Symptom: Operations delay 1-2 seconds

Solution: Check cache hit rate

from lacuna.metrics import CacheMetrics
print(CacheMetrics.hit_rate())  # Should be >80%

If low, increase cache size or pre-warm cache:

lacuna cache warmup --config config.yaml

"False positives blocking legitimate work"¶

Symptom: Users complain about unnecessary blocks

Solution: Review false positive reports

from lacuna.admin import FalsePositiveReview
FalsePositiveReview.generate_report(days=7)
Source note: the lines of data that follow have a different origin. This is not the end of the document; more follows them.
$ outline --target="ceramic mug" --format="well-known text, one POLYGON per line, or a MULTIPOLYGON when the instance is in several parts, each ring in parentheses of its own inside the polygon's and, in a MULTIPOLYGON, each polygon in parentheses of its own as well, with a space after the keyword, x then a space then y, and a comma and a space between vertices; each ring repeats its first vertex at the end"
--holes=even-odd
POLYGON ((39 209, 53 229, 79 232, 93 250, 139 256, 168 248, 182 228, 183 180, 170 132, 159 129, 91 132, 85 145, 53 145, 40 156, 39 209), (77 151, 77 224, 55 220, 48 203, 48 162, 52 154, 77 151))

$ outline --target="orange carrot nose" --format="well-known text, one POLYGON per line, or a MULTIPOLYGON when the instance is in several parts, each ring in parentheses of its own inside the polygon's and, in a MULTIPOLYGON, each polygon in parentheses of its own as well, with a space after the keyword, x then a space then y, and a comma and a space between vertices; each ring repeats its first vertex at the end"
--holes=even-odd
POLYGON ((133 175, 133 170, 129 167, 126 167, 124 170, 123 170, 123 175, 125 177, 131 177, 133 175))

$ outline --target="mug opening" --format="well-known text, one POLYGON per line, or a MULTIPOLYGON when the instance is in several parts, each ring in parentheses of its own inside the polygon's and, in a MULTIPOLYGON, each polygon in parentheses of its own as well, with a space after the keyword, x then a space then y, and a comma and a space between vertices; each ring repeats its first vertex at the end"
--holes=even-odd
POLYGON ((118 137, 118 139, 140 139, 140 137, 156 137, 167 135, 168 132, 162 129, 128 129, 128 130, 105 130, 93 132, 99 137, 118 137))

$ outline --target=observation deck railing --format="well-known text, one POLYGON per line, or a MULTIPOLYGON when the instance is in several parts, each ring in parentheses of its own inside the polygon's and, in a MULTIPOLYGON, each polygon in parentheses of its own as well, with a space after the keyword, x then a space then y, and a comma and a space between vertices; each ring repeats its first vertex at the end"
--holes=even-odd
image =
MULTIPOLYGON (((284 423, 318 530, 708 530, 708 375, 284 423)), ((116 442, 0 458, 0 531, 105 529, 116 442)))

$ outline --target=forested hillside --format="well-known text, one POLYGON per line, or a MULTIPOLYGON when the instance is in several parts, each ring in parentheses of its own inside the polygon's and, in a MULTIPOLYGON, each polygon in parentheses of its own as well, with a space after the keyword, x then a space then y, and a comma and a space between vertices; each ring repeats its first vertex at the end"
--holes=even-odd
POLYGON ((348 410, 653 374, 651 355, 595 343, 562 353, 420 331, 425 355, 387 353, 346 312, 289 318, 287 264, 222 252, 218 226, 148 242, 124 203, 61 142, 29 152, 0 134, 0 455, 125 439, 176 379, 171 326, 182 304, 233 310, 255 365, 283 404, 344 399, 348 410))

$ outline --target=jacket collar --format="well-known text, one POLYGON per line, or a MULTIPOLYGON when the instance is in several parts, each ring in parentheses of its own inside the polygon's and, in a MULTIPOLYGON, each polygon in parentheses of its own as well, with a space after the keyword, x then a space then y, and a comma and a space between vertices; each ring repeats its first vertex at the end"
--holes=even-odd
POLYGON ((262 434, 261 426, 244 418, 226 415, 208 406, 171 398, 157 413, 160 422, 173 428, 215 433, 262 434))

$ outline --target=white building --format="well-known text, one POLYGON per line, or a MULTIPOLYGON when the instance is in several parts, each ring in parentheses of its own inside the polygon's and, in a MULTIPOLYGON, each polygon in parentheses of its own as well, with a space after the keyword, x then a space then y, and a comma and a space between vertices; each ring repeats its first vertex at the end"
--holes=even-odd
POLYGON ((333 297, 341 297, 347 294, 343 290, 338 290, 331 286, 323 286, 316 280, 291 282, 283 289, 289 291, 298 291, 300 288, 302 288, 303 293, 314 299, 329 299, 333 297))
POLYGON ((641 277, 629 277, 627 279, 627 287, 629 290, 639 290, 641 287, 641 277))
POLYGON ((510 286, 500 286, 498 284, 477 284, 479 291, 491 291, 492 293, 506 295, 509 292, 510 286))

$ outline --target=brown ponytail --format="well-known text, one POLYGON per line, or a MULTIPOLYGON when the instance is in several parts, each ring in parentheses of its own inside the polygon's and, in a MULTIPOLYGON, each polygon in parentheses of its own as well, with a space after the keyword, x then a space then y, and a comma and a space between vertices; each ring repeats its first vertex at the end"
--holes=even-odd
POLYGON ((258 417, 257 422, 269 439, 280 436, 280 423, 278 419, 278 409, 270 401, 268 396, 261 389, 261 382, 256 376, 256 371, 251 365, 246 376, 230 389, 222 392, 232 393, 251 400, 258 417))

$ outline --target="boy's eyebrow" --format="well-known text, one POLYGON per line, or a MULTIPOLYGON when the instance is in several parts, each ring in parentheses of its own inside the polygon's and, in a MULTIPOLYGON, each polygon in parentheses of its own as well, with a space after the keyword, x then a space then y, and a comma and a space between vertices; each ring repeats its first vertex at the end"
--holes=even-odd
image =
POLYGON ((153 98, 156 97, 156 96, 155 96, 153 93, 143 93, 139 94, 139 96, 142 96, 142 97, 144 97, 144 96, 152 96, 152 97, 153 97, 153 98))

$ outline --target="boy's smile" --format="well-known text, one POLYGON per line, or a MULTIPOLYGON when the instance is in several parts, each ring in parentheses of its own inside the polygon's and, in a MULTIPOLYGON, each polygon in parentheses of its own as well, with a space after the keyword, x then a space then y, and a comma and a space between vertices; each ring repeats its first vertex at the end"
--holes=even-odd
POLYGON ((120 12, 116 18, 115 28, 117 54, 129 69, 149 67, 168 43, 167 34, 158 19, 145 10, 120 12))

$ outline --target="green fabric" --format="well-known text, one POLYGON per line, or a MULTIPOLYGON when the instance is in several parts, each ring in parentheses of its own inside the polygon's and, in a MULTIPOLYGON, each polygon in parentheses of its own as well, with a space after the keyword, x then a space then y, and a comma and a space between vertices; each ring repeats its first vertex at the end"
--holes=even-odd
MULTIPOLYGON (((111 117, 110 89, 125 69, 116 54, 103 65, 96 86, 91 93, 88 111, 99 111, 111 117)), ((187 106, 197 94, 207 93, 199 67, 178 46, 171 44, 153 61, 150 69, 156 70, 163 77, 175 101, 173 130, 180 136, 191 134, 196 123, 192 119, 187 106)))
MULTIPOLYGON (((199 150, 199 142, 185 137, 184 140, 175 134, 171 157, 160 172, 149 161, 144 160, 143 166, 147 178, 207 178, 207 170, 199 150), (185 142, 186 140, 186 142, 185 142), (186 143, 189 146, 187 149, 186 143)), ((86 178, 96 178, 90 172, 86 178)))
Adjust policies or classification thresholds based on patterns.

"Lineage gaps"¶

Symptom: Downstream impact analysis incomplete

Solution: Add manual lineage registration for custom code

from lacuna import register_lineage

# For operations Lacuna can't auto-detect
register_lineage(
    source=["raw_data.csv"],
    destination="processed_data.csv",
    operation="custom_transformation",
    code=open("transform.py").read()
)

Summary¶

Lacuna's governance model achieves:

✓ Self-service: Users work autonomously within guardrails ✓ Compliance: Policies enforce automatically with audit trails ✓ Transparency: Users see exactly what/why/how of decisions ✓ Learning: System improves through user feedback ✓ Scalability: Federated policy ownership as org grows

Key insight: Governance isn't about saying "no"—it's about making "yes" safe, traceable, and compliant.